Takeshi Ebisawa faces a maximum sentence of life in prison after pleading guilty to six charges in a Manhattan court.
A Japanese crime boss has pleaded guilty to conspiring to sell nuclear materials from Myanmar to Iran, as well as drug trafficking and weapons offenses, authorities in the United States said.
Takeshi Ebisawa, 60, a Yakuza member, entered a guilty plea to six counts in federal court in Manhattan on Wednesday, the U.S. Department of Justice said in a statement.
He is scheduled to be sentenced on April 9.
According to prosecutors, in 2020, Ebisawa told an undercover Drug Enforcement Administration (DEA) agent and a DEA source that he had cleared a large amount of thorium and uranium that he planned to sell.

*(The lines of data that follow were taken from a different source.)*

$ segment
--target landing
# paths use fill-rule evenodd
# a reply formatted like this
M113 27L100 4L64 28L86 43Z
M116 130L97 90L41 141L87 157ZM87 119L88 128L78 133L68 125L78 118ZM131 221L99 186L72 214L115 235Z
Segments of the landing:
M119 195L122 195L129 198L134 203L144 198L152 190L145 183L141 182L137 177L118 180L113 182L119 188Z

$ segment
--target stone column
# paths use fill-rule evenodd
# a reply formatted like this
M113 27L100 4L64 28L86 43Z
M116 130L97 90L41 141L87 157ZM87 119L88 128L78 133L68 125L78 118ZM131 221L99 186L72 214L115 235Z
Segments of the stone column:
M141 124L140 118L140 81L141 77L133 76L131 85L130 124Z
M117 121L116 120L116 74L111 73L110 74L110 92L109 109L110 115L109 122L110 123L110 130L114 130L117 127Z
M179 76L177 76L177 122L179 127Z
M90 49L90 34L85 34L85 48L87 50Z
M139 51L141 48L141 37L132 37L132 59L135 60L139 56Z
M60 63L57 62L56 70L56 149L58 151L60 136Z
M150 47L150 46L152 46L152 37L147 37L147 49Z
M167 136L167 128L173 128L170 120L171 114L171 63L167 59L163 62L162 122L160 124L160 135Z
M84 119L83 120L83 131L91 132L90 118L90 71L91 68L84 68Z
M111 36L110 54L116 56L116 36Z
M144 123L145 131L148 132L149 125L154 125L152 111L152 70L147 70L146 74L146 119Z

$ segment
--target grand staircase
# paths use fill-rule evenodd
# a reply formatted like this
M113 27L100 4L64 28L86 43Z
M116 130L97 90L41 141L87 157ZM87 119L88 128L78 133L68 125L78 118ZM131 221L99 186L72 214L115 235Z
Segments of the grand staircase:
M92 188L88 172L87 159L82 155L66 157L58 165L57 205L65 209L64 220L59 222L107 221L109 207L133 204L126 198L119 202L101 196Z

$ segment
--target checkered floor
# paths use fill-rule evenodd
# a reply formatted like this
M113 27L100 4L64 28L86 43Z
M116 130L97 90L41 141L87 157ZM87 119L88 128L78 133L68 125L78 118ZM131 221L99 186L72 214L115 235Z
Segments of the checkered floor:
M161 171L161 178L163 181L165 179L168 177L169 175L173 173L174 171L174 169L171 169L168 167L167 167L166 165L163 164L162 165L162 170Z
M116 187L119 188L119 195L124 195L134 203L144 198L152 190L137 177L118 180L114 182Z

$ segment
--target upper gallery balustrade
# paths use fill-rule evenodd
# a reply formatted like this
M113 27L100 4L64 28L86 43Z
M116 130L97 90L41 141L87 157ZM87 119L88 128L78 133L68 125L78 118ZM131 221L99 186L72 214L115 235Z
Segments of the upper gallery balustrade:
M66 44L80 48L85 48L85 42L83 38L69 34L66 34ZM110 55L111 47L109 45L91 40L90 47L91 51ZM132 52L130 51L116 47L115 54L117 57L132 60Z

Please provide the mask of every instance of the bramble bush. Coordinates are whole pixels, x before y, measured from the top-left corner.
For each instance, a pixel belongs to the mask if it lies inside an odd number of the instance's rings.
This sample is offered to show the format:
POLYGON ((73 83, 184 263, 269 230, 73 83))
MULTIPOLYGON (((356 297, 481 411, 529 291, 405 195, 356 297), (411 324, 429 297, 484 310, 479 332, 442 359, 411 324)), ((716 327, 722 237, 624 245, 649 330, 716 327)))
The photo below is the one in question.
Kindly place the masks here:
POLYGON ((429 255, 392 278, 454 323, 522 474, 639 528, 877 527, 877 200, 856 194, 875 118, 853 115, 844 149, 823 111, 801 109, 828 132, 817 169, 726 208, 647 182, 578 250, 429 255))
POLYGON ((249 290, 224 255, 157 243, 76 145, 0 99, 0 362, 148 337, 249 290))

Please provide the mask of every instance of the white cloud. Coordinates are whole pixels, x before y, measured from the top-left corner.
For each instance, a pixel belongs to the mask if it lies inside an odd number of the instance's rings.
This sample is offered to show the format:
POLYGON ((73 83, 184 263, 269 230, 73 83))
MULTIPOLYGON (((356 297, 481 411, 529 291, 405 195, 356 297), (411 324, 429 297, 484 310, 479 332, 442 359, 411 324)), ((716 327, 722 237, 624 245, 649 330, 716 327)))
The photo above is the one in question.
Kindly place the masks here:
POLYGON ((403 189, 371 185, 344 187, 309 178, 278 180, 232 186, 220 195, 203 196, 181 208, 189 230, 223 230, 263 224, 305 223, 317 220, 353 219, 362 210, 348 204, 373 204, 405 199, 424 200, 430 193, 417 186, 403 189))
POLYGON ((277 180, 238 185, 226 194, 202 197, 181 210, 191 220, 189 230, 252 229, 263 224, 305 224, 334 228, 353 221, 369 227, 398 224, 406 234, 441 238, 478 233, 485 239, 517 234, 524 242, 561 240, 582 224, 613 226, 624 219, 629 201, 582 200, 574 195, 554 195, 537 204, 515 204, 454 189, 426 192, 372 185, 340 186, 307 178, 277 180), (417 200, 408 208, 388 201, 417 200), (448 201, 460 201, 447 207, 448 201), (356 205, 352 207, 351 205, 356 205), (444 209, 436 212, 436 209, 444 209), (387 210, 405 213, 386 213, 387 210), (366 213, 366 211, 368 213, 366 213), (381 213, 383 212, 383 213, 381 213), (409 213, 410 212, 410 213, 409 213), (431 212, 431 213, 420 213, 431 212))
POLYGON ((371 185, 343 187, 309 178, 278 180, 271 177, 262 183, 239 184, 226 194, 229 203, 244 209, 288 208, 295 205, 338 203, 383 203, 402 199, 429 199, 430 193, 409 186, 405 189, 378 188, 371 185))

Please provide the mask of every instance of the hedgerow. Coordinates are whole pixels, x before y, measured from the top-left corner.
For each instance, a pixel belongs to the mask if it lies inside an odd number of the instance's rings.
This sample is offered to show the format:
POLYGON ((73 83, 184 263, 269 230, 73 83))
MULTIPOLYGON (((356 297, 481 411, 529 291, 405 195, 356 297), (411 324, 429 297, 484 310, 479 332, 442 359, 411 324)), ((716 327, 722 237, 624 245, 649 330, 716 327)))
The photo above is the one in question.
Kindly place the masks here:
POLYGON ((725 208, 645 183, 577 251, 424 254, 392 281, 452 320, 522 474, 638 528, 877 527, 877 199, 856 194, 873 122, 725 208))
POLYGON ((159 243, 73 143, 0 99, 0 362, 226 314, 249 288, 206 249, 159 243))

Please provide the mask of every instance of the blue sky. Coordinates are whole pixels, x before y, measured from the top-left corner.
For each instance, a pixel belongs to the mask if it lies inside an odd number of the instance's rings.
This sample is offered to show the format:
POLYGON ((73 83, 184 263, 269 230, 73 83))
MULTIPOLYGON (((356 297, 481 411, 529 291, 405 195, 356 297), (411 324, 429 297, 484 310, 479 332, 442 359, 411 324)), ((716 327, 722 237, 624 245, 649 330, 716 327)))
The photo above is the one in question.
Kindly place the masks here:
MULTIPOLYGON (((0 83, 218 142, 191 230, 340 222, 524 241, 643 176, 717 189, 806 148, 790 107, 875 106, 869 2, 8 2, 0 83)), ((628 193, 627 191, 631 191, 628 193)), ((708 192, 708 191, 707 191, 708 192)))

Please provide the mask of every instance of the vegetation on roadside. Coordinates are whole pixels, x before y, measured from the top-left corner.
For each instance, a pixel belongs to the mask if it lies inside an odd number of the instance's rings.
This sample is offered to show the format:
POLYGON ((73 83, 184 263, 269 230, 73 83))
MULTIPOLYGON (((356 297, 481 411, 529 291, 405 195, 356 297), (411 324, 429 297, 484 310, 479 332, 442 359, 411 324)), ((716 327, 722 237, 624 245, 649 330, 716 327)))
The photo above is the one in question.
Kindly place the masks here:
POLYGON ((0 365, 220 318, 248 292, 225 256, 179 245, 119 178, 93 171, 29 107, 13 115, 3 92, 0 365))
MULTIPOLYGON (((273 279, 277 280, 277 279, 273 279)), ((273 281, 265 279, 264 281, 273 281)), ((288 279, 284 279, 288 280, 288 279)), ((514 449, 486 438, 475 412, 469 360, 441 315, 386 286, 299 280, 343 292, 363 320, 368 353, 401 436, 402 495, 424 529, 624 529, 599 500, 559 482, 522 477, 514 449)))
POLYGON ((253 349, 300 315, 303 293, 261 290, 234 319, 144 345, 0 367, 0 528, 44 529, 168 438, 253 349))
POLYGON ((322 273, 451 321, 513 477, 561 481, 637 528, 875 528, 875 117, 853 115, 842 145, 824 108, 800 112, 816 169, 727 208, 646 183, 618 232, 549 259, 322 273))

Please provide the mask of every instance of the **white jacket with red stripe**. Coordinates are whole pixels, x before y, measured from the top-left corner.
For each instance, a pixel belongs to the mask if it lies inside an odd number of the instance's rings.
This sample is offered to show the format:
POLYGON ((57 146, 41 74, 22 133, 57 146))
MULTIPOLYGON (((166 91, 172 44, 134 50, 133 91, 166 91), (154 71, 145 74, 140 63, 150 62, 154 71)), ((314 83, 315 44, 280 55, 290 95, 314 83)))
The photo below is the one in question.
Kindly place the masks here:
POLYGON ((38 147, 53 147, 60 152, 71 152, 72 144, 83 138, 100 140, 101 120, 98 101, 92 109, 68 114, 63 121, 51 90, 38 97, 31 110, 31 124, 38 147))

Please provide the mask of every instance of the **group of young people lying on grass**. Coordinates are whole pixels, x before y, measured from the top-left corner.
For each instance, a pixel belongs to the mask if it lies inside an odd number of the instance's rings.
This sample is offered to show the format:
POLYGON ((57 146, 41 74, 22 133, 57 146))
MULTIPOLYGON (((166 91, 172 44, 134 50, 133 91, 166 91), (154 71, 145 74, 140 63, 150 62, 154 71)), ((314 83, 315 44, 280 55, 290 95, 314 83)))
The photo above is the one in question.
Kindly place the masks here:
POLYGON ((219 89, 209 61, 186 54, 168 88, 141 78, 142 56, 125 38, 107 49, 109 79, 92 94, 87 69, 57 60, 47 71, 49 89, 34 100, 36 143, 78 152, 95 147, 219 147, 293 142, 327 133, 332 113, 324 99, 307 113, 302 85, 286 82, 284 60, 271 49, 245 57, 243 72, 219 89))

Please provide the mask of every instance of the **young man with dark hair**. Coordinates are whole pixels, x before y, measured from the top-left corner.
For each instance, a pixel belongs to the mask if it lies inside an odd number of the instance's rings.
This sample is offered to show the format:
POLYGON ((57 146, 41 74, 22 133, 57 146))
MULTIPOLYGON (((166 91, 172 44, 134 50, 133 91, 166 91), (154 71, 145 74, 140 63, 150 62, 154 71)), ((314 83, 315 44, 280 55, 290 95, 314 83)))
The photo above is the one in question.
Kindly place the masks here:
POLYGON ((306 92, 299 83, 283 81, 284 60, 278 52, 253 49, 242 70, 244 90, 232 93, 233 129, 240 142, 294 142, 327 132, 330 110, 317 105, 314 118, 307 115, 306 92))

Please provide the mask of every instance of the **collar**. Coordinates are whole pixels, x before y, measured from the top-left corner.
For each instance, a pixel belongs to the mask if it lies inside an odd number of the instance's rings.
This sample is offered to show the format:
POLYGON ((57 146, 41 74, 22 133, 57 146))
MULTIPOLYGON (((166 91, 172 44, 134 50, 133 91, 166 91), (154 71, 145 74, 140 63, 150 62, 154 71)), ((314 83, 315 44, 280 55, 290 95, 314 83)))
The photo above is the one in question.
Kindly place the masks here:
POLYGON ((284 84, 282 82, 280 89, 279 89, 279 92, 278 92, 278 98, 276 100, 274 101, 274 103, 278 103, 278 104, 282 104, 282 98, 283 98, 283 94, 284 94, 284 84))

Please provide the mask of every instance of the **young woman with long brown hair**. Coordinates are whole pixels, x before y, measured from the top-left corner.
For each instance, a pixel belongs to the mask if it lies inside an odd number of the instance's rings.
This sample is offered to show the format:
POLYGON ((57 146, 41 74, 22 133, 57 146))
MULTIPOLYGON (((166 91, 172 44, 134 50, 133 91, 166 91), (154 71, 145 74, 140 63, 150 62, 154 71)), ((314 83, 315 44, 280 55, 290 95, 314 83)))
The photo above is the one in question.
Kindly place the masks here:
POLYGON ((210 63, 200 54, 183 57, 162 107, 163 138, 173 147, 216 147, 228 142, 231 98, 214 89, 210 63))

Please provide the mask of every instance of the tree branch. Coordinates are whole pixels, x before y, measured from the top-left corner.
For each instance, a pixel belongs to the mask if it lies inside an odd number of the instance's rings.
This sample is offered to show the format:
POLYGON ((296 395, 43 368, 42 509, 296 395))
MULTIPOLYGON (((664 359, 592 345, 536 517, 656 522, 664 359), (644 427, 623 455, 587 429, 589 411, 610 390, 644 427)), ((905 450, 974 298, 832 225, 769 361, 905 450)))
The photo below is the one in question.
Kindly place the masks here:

In response to Ebisawa’s repeated requests, the undercover agent agreed to help Ebisawa broker the sale of the nuclear materials to an associate posing as an Iranian general, prosecutors said.
Ebisawa then offered to supply the undercover agent with plutonium, which is even “better” and “more powerful” than uranium for making nuclear weapons, prosecutors said.
A powdery yellow substance that Ebisawa’s co-conspirators showed to undercover agents later contained detectable amounts of uranium, thorium and plutonium in a laboratory analysis, the Justice Department said.
According to prosecutors, Ebisawa also brokered the purchase of U.S.-made surface-to-air missiles and heavy weapons to arm several ethnic armed groups in Myanmar, and accepted large quantities of heroin and methamphetamine as partial payment for the weapons.
U.S. officials said they carried out Ebisawa’s arrest and prosecution in collaboration with law enforcement partners in Indonesia, Japan and Thailand.
“Today’s appeal should serve as a stark reminder to those who endanger our national security by trafficking weapons-grade plutonium and other dangerous materials on behalf of organized crime syndicates that the Department of Justice will hold you accountable to the fullest extent of the law,” the deputy attorney general said Matthew G. Olsen of the Justice Department’s National Security Division.
Ebisawa, who was previously charged with international drug trafficking and firearms offenses in 2022, faces a possible life sentence on the most serious charge.